Adagio Sostenuto — Allegro

I wonder why every portrait of Beethoven depicts him with, or rather, imposes on him, this invariable look of fury, with deeply furrowed brows and eyes staring so intently — are those the very pair of eyes Rilke saw in his Apollo? But every time I listen to his cello sonata I think how these portraits do not do him justice. It gives me goose bumps, NOT by an eruption of triumph euphemism like the beginning of the fourth movement of No.5, but with sheer serenity, such serenity that is all encompassing, and such assurance, with warmth and understanding so close and personal.
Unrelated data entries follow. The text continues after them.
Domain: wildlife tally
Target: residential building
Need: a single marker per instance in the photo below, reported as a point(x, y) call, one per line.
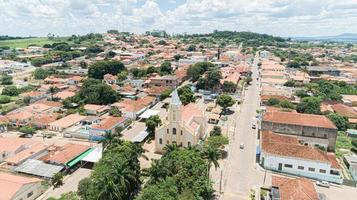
point(108, 125)
point(163, 81)
point(293, 189)
point(65, 122)
point(14, 187)
point(317, 71)
point(93, 109)
point(309, 129)
point(286, 154)
point(184, 125)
Saturday we took Maomao on a trip to a seashore village. It was a gorgeous day outside the window, as the bus made its circles around towards the mountain top. When the bus made another turn, the ocean below sprung into view. You can look into so far in the distance where the clouds dissolved into a veil of mists even though it’s a perfectly sunny sky, and when the ocean held in its blossom such a blueness it became an entity living and breathing, a kind of transparency that was so substantive, so indisputably existing. I pointed out for Maomao a yacht that was cutting across the surface of the ocean with spreading white waves like an intentive stroke of water color that soon dissipated into the fibers of the canvas, and found he fell asleep on my lap, holding on to me with his arms and legs like a baby koala sleeping on a tree trunk. I instinctively stiffened my posture, and looked out of the window again. Silently breathed the vast scenery into me, I encompassed it and internalized it, understood it, and pressed it into Maomao’s mind through my chest where he rested his chin. He will see the vastness of the ocean and sky in his short nap, internalize it and understand it. And in my mind I played the cello sonata, let a shudder washed over me, and thought how Beethoven had miraculously anticipated this moment, when we are together, here.